Ora, a rua é mais do que isso, a rua é um fator da vida das
cidades, a rua tem alma! Em Benarès ou em Amsterdã, em Londres ou em Buenos
Aires, sob os céus mais diversos, nos mais variados climas, a rua é a agasalhadora
da miséria. Os desgraçados não se sentem de todo sem o auxílio dos deuses
enquanto diante dos seus olhos uma rua abre para outra rua. A rua é o aplauso
dos medíocres, dos infelizes, dos miseráveis da arte. Não paga ao Tamagno para
ouvir berros atenorados de leão avaro, nem à velha Patti para admitir um fio de
voz velho, fraco e legendário. Bate, em compensação, palmas aos saltimbancos
que, sem voz, rouquejam com fome para alegrá-la e para comer. A rua é generosa.
O crime, o delírio, a miséria não os denuncia ela. A rua é a transformadora das
línguas. Os Cândido de Figueiredo do universo estafam-se em juntar regrinhas
para enclausurar expressões; os prosadores bradam contra os Cândido. A rua
continua, matando substantivos, transformando a significação dos termos,
impondo aos dicionários as palavras que inventa, criando o calão que é o
patrimônio clássico dos léxicons futuros. A rua resume para o animal civilizado
todo o conforto humano. Dá-Ihe luz, luxo, bem-estar, comodidade e até
impressões selvagens no adejar das árvores e no trinar dos pássaros.
*
Flanar
é a distinção de perambular com inteligência. Nada como o inútil para ser
artístico. Daí o desocupado flaneur ter sempre na mente dez mil coisas
necessárias, imprescindíveis, que podem ficar eternamente adiadas.
Janeiro vem sendo, há
alguns anos, um mês de leitura de clássicos brasileiros, em especial, cariocas.

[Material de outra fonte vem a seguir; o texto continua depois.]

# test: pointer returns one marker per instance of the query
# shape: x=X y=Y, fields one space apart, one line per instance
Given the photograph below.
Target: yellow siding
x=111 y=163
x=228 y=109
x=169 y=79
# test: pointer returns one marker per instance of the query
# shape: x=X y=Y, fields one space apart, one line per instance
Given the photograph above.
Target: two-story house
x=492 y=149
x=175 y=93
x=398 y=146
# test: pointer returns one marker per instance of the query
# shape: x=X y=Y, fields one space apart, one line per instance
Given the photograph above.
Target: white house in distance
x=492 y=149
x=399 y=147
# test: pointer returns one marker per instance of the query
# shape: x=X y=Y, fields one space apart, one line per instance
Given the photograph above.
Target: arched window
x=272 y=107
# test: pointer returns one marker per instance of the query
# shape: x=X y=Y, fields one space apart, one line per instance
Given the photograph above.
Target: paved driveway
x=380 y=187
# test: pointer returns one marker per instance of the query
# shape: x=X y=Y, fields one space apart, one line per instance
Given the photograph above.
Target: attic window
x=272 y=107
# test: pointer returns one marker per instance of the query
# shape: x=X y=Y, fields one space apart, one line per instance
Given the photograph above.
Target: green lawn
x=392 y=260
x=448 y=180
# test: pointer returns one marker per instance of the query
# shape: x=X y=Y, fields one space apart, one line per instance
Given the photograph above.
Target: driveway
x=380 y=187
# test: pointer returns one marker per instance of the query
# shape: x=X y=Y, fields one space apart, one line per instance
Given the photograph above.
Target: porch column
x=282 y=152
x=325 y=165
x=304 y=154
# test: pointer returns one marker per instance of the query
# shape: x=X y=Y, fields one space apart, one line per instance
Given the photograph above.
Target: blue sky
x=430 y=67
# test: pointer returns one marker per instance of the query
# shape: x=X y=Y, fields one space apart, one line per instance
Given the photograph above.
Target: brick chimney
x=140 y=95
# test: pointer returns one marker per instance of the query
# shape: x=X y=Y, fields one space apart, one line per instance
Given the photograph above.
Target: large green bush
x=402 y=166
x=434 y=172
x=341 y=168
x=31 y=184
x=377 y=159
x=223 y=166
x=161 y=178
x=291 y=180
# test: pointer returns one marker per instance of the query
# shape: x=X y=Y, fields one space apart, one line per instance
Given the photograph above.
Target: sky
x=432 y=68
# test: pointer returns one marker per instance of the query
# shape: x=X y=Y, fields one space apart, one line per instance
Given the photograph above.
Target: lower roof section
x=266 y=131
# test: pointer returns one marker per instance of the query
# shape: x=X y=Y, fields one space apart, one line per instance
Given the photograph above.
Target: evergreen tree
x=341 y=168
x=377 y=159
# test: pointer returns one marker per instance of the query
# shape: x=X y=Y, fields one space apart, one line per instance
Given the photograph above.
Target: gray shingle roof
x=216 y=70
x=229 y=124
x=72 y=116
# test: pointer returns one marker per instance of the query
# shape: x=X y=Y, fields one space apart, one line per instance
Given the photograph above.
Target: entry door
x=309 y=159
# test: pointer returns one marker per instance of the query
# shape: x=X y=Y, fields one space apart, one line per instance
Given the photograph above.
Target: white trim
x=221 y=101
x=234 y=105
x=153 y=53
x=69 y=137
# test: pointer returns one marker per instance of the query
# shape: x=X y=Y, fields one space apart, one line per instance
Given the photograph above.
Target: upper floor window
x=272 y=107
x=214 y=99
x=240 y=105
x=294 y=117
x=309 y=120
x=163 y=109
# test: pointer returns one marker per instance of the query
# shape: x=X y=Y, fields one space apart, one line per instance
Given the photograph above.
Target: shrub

Nesta primeira semana, consegui A Alma
Encantadora das Ruas, de João do Rio (1881-1921), que me foi enfaticamente
recomendado por um amigo.
Mulato como Lima
Barreto – que, nas Recordações do
escrivão Isaías Caminha, retrata-o de forma caricata, como o jornalista
Raul Gusmão - e homossexual, como Oscar Wilde
- dandi que usava chapéu coco e monóculo – é um dos maiores cronistas
cariocas pré-modernistas.
No início, uma aula
da história das ruas mais importantes do Centro:
Vede a
Rua do Ouvidor. É a fanfarronada em pessoa, exagerando, mentindo, tomando parte
em tudo, mas desertando, correndo os taipais das montras à mais leve sombra de
perigo. (...) Começou por chamar-se Desvio do Mar. Por ela continua a passar
para todos os desvios muita gente boa. No tempo em que os seus melhores prédios
se alugavam modestamente por dez mil réis, era a Rua do Gadelha. Podia ser
ainda hoje a Rua dos Gadelhas, atendendo ao número prodigioso de poetas
nefelibatas que a infestam de cabelos e de versos. Um dia resolveu chamar-se do
Ouvidor sem que o senado da câmara fosse ouvido. Chamou-se como calúnia, e
elogia, como insulta e aplaude, porque era preciso denominar o lugar em que
todos falam de lugar do que ouve; e parece que cada nome usado foi como a
antecipação moral de um dos aspectos atuais dessa irresponsável artéria de
futilidade.
Como cronista,
algumas de suas constatações são válidas ainda hoje: Um homem absoluta, totalmente notável só é aceitável através do cartão
postal – porque afinal fala de si, mas fala pouco.
Os mendigos também já
se espalhavam pelas ruas do Rio no início do século passado: A mendicidade é a exploração mais regular,
mais tranqüila desta cidade. Pedir, exclusivamente pedir, sem ambição aparente
e sem vergonha, assim à beira da estrada da vida, parece o mais rendoso ofício
de quantos tenham aparecido; e a própria miséria, no que ela tem de doloroso e
de pungente, sofre com essa exploração.
João do Rio escreveu
em plena reforma urbana promovida por Pereira Passos. Uma crônica sobre o Rio –
que talvez não tenha sido em nenhuma outra ocasião um personagem tão central de
uma obra literária - e seus tipos mais simples e comuns, mas nem por isso sem
interesse: os caçadores, os tatuadores, os urubus (hoje os papa-defuntos), os
“mercadores de livros”. E, como que num prenúncio, os “vendedores de ópio”. Os personagens
que retrata são aqueles esquecidos pela “onda civilizatória”.